Olivier Toubia, the Glaubinger Professor of Business in the Marketing Division of Columbia Business School, wanted to determine whether the semantic structure of a piece of writing (the way meaning is organized and conveyed in language), regardless of the specific content, might reveal something about the writer’s thought processes and creativity. 

For most of human history, analysis at the scale required to obtain meaningful and statistically reliable results would be impossible. Today, however, natural language processing (NLP) allows researchers to evaluate hundreds or thousands of discrete texts and draw connections that would be impossible to identify without technological assistance. 

These techniques offer new and revealing perspectives on ancient questions. As Toubia puts it, “It’s fascinating to be able to use computational methods to quantify these very human-specific activities.”

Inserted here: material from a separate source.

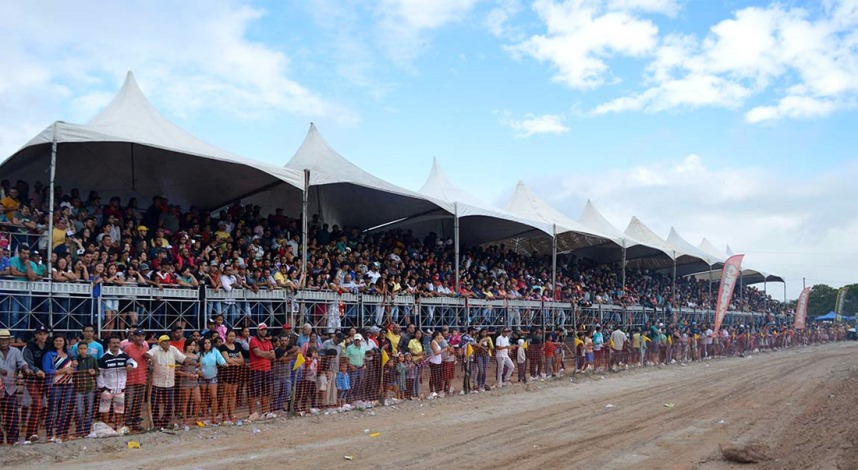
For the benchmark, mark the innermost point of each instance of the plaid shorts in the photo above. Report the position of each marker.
(118, 400)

Key takeaways from the research:

  • A natural language processing analysis of 40,000 college application essays showed significant correlations between the semantic structure of the essay and future academic performance, even after more than 100 controls were applied.
  • High semantic volume, or the size of the conceptual territory covered by the essay, correlated positively with future GPA.
  • Low semantic speed, meaning the tendency to clearly link parts of an argument or piece of writing, also corresponded with higher future GPA.
  • Further research on structures of writing may have significant business applications in human resources, product development, and other areas.

How the research was done: Toubia and his co-researcher began by identifying a unique data set: 40,000 college application essays and corresponding student information, including major, high school attended, socioeconomic background, and eventual GPA. Though Toubia and his colleague wrote code to sift, sort, and analyze the data, for reasons of privacy and research ethics, they had no direct access to student records.

NLP often works by mapping material onto hypothetical spaces. As human beings, we can perceive three dimensions in space as well as a fourth dimension: time. NLP allows analysis along hypothetical dimensions. Just as different types of ambiguity can coexist in written language — as critic William Empson laid out in his book Seven Types of Ambiguity — a natural language system can chart a piece of writing along dozens or hundreds of dimensions. Toubia calls this “a space of knowledge, a conceptual space.” 

Toubia’s analysis used preexisting and extensively tested methods to break pieces of writing into 25-word “chunks” and geometrically map “key writing features of interest” in a multidimensional “semantic space.” With the data points mapped, he says, “each essay is represented by a path in the latent 300-dimensional semantic space.” Principles of geometry were then used to determine semantic volume, or the amount of ground covered, and semantic speed, or the speed with which content moves.

The study found that higher semantic volume paired with lower semantic speed in college essays predicted better academic performance, even after more than 100 control factors — including major, high school attended, and socioeconomic background — were considered. High semantic volume means that an essay covers a good deal of conceptual and semantic ground; it does not end where it began. Lower semantic speed means that the essay doesn’t jump about in a cryptic or free-associative way; its logic and linkages are apparent to an attentive reader. 
 

Comparison of essays in chunks between lower volume and higher volume.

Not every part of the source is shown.